Canting cube corner elements either backward or forward enhances entrance angularity. Full cube corner elements have a higher total light return than truncated cube corner elements for a given amount of cant, but the full cubes lose total light return more rapidly at higher entrance angles. One benefit of full cube corner elements is higher total light return at low entrance angles, without substantial loss in performance at higher entrance angles.
A common method for improving the uniformity of total light return (TLR) with respect to orientation is tiling, i.e. placing a multiplicity of small tooling sections in more than one orientation in the final production, as described for example in U.S. Pat. No. 4,243,618 (Van Arnam), U.S. Pat. Nos. 4,202,600; and 5,936,770 (Nestegard et al.). Tiling can be visually objectionable. Further, tiling increases the number of manufacturing steps in making the tooling employed for manufacture of the sheeting.

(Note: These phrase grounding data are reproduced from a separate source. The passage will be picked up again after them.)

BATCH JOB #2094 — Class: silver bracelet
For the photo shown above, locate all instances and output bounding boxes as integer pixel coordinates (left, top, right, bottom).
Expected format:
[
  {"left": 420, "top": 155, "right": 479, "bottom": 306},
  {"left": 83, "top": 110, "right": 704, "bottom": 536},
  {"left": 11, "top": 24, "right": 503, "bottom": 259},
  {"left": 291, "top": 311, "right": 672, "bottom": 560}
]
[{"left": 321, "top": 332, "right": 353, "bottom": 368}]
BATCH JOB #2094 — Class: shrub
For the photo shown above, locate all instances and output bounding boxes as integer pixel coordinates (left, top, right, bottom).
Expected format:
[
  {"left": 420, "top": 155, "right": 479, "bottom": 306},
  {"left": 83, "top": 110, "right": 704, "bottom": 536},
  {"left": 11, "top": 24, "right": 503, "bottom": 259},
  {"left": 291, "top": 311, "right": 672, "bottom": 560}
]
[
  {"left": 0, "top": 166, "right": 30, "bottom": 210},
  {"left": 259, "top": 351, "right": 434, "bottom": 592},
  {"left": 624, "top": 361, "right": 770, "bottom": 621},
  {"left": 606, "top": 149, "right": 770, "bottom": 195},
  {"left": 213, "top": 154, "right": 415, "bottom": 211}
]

In addition to being concerned with the TLR, the performance of retroreflective sheeting also relates to the observation angularity or divergence profile of the sheeting. This pertains to the spread of the retroreflected light relative to the source, i.e. typically, vehicle headlights. The spread of retroreflected light from cube corners is dominated by effects including diffraction, polarization, and non-orthogonality. For this purpose, it is common to introduce angle errors such as described in Table 1 of column 5 of U.S. Pat. No. 5,138,488 (Szczech).

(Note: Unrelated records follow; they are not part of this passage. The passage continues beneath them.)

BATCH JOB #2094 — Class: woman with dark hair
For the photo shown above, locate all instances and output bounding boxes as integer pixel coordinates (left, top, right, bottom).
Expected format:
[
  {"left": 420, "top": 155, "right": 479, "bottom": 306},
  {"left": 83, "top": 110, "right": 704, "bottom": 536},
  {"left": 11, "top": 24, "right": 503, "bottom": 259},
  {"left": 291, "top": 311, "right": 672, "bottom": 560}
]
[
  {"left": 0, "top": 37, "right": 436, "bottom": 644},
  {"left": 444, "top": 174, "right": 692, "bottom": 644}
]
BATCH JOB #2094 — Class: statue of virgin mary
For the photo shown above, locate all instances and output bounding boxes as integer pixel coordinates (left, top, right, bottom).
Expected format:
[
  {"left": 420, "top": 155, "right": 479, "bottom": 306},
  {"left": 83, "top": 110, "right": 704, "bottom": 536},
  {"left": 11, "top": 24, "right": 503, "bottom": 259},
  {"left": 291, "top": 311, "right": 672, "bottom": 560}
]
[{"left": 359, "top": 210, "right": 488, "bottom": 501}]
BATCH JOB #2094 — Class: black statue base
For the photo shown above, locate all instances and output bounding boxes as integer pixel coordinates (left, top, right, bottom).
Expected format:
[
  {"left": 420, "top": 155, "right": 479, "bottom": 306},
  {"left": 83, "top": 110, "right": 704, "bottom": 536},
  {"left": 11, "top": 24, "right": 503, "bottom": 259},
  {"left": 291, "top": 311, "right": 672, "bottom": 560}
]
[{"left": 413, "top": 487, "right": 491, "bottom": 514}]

Similarly, Example 1 of EP 0 844 056 A1 (Mimura) describes a fly cutting process in which the bottom angles of V-shaped grooves formed with a diamond cutting tool were slightly varied in regular order, three types of symmetrical V-shaped grooves having depths of 70.6 μm, 70.7 μm and 70.9 μm were successively and repeatedly cut at a repeating pitch of 141.4 μm in a direction perpendicular to the major surfaces of the sheets. Thus, a series of successive roof-shaped projections having three different vertical angles of 89.9°, 90.0°, and 91.0° in a repeating pattern were formed on one edge of the sheets.
Although the art describes a variety of retroreflective designs and their measured or calculated retroreflective performance; industry would find advantage in retroreflective sheeting having new cube corner optical designs and methods of manufacturing, particularly those features that contribute to improved performance and/or improved manufacturing efficiencies.